Many people have thought about rock breakage over many years, it is hard to see where a breakthrough (!) is going to come from. One major factor often mentioned is avoiding breaking rocks that don't need to be broken, whether by improved mining selectivity, or rejection stages after each breakage stage, either on the main stream or on recycle streams. The use of screens on grinding mill discharge instead of cyclones can have major benefits in reducing mill circulating loads while avoiding overgrinding. 

Maya Rothman
1 year ago
Maya Rothman 1 year ago

Very insightful information from very knowledgeable sources. I would only add that, it appears that what is required is an integrated resource plan (IRP). The utilities have been doing IRPs for years in energy supply. The IRP for mining will be more complex and will be different for every ore body.

Bill Fraser
1 year ago
Bill Fraser 1 year ago

Yes - many people in the research area of the industry have done a lot of work on pointing out the cost and inefficiency of energy consumption in the mining industry, but it comes down to an individual mine doing a detailed study on all aspects of its operations, from geomorphology of the ore body to the market for the final product, using energy application as the focus. This must include the energy cost of maintenance and replacement equipment.

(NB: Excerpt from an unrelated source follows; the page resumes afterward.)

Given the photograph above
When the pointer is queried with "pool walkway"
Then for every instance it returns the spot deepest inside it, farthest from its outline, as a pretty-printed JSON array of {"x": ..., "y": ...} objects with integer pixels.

Which operating company will divert resources into this - one of the majors or a junior start-up? It is not clear where the expenditure incentive lies, when other issues are taking priority, such as ramping up production in a low demand, highly competitive market, or simply getting a new mine into production. There may already be examples of energy surveys carried out by research and development groups, but I have not seen any. Also, it seems apparent that most mines will find issues with energy efficiency, particularly in rock breakage. Is there a commitment, in times of industry downturn, to spend in order to save? Equally, when times are good, why worry about energy efficiency? This is painting a rather gloomy picture, but why else does little of a practical nature seem to be happening in this area?

Tony Verdeschi
1 year ago
Tony Verdeschi 1 year ago

A very accurate assessment. The driving force will be the cost of energy.